Dynamic Tensor Rematerialization (DTR) treats GPU memory as a large cache, where tensors can be evicted to save memory, and recomputed if needed later.

DTR’s eviction policy relies on the heuristic \(h\). The heuristic assigns a value \(h(t)\) to each resident tensor \(t\), approximating the cost of evicting the tensor. DTR evicts the tensor with the lowest cost based on the value of \(h\). \(h\) can factor in arbitrary metadata.

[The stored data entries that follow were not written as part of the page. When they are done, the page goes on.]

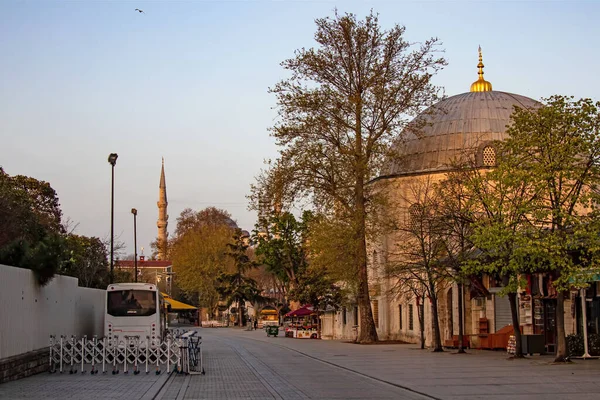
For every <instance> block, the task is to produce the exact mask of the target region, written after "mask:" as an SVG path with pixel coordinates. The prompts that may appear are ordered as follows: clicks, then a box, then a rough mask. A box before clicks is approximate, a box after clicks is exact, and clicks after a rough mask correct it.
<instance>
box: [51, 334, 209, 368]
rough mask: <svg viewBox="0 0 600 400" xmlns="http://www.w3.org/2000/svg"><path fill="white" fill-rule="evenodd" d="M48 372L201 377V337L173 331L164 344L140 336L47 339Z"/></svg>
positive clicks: (51, 338) (195, 335) (77, 337)
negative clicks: (175, 375)
mask: <svg viewBox="0 0 600 400" xmlns="http://www.w3.org/2000/svg"><path fill="white" fill-rule="evenodd" d="M49 363H50V372H51V373H54V372H59V373H61V374H62V373H64V372H67V371H68V372H69V374H76V373H78V372H81V373H82V374H85V373H87V372H88V368H89V373H90V374H92V375H94V374H98V373H99V372H100V371H101V372H102V373H103V374H106V373H108V371H111V372H112V374H113V375H116V374H118V373H119V372H120V371H122V372H123V373H124V374H128V373H129V372H131V373H132V374H133V375H137V374H139V373H140V372H141V371H142V370H143V371H144V372H145V373H146V374H149V373H150V371H152V370H154V372H155V374H157V375H158V374H160V373H161V372H162V368H163V367H166V371H167V372H170V371H176V372H177V373H186V374H188V373H191V374H204V367H203V365H202V338H201V337H200V336H197V334H196V331H187V332H178V331H176V332H174V333H171V334H169V335H168V336H167V338H166V339H165V340H163V341H160V340H156V339H154V340H151V339H150V338H148V337H147V338H146V339H145V340H140V338H139V336H123V337H118V336H115V337H114V339H113V340H109V339H108V338H100V339H99V338H98V337H97V336H94V337H93V338H92V339H88V338H87V336H83V337H76V336H70V337H66V336H60V337H56V336H54V335H52V336H50V360H49Z"/></svg>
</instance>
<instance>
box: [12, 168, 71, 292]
mask: <svg viewBox="0 0 600 400" xmlns="http://www.w3.org/2000/svg"><path fill="white" fill-rule="evenodd" d="M60 218H61V211H60V207H59V203H58V197H57V196H56V192H55V191H54V189H52V187H51V186H50V184H48V183H47V182H43V181H38V180H36V179H34V178H29V177H25V176H21V175H18V176H10V175H8V174H7V173H5V172H4V170H3V169H2V168H0V226H2V229H1V230H0V231H1V232H0V263H3V264H7V265H12V266H15V267H19V268H27V269H31V270H32V271H33V272H34V274H35V275H36V278H37V280H38V283H39V284H40V285H45V284H47V283H48V282H49V281H50V280H51V279H52V277H53V276H54V274H55V273H56V272H57V271H58V270H59V269H60V268H61V265H62V263H63V262H64V260H65V244H64V238H63V233H64V229H63V228H62V225H61V221H60Z"/></svg>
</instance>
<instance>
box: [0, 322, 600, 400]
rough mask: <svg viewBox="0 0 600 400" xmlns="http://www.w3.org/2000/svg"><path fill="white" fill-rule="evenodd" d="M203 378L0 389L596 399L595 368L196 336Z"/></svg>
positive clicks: (258, 334)
mask: <svg viewBox="0 0 600 400" xmlns="http://www.w3.org/2000/svg"><path fill="white" fill-rule="evenodd" d="M199 331H200V335H201V336H202V337H203V354H204V368H205V370H206V375H187V376H185V375H177V374H172V375H167V374H165V373H163V374H162V375H159V376H156V375H154V374H149V375H145V374H140V375H132V374H129V375H124V374H122V373H121V374H119V375H111V374H110V373H109V374H106V375H102V374H99V375H89V374H87V375H81V374H76V375H69V374H62V375H61V374H39V375H36V376H33V377H30V378H26V379H22V380H19V381H14V382H9V383H5V384H2V385H0V398H2V399H4V398H6V399H56V400H58V399H61V400H62V399H85V400H88V399H109V398H110V399H126V400H134V399H145V400H146V399H148V400H149V399H154V398H156V399H162V400H185V399H408V400H417V399H449V400H458V399H540V400H541V399H544V400H545V399H598V398H600V379H599V378H600V360H587V361H583V360H576V361H575V362H574V363H573V364H568V365H553V364H552V357H550V356H533V357H529V358H527V359H524V360H508V358H507V355H506V353H504V352H493V351H476V350H469V351H468V354H466V355H461V354H456V352H455V351H447V352H444V353H432V352H430V351H428V350H420V349H417V348H416V346H415V345H365V346H361V345H356V344H350V343H343V342H339V341H325V340H310V339H291V338H285V337H282V336H279V337H267V336H266V334H265V332H264V331H244V330H239V329H232V328H229V329H227V328H221V329H217V328H215V329H210V328H203V329H199Z"/></svg>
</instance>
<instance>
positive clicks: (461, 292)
mask: <svg viewBox="0 0 600 400" xmlns="http://www.w3.org/2000/svg"><path fill="white" fill-rule="evenodd" d="M463 287H464V286H463V283H462V282H459V284H458V352H459V353H465V349H464V347H463V336H464V327H463V301H464V298H463ZM453 312H454V310H450V313H453ZM453 328H454V327H450V332H451V333H454V330H453Z"/></svg>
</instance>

During every operator call in PyTorch, DTR intercepts the call and performs the following tasks:

DTR-operator-intercept

In short, whenever we perform an operation, we first recursively re-calculate all the non-resident tensors the current operation depends on, while evicting tensors we don’t need until there are enough GPU space left. To decide which tensors to evict, DTR uses the tensor with the lowest value \(h\):

tensor-evict

The heuristic \(h\) evicts tensors based on three properties: staleness, size, and compute cost. It evicts tensors that are: least recently used, takes large GPU memory space, and easy to recompute. \(H _{DTR}\) is computed as:

\[ h _{DTR}(s, m, c) (t) := \frac{c(t)}{m(t) \cdot s(t)'} \]

Recomputing an evicted tensor \(t\) may result in recomputing many more tensors that \(t\) recursively depends on. Thus, the paper proposes an improved heuristic to take the recursive recomputations into account (with more maintenance cost). These tensors are called evicted neighborhood \(e ^{*} (t)\).

\[ h_ {DTR-improved}(s, m, c) (t) := \frac{c(t) + \sum _{u \in e ^{*} (t)} c(u)}{m(t) \cdot s(t)'} \]

This heuristic captures the recomputation costs for all tensors that \(t\) recursively depend on.